In October 2017, along with Chueca, the neighborhood hosted Los Artistas del Barrio, an art festival where more than 200 artists showcased their work across over 70 open spaces, including venues such as La Bicicleta, Belen Artspace, Super Pop, and Enclave. Notable participants included David Trullo, Pablo Sola, Pablo Kalafaker, Carmen Alvar, Rosa Guerrero, Daniel Garbade, Nino Maza, Daniel Llull, Karma Olivié, and María Jesús Hernández.

Many films have been shot in Malasaña, including El cochecito by Marco Ferreri and Los peores años de nuestra vida by Emilio Martínez Lázaro.

Heart of the Movida Madrileña

Due to its strategic location between Chueca (later known for its LGBTQ+ culture) and Argüelles (a university district), Malasaña became a focal point of La Movida Madrileña, the countercultural movement of the 1970s and 1980s. Iconic bars with small concert spaces, such as El Penta and La Vía Láctea, became legendary meeting points.

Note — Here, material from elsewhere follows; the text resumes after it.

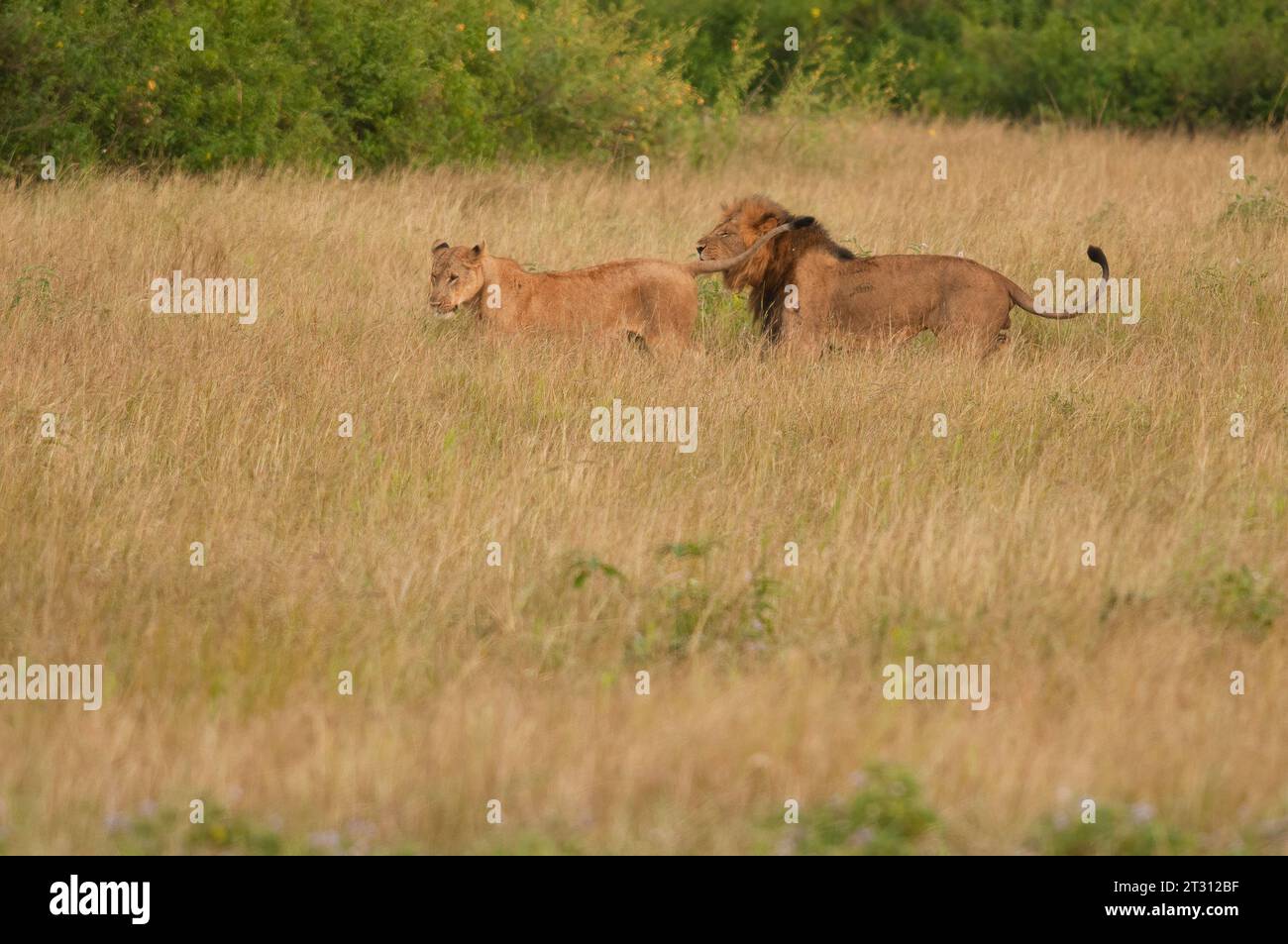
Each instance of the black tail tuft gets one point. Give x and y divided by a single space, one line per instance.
1096 256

One of the founders of La Vía Láctea, Marcos López Artiga, explained:"When we started, there were no places like this in Madrid. We had traveled to London and Amsterdam and decided to create a space where the most marginalized people could gather. Madrid was a desert; there were about sixty people in the scene, six bars, two magazines, and four radio programs—everything was scattered. La Vía Láctea was perfect as a meeting point."Despite multiple protests from local residents, Malasaña’s nightlife continues to attract a diverse crowd. Over the years, the demographics have shifted, ranging from young people drinking in the streets (botellón) to older university students, postgraduates, and an increasing number of foreign tourists.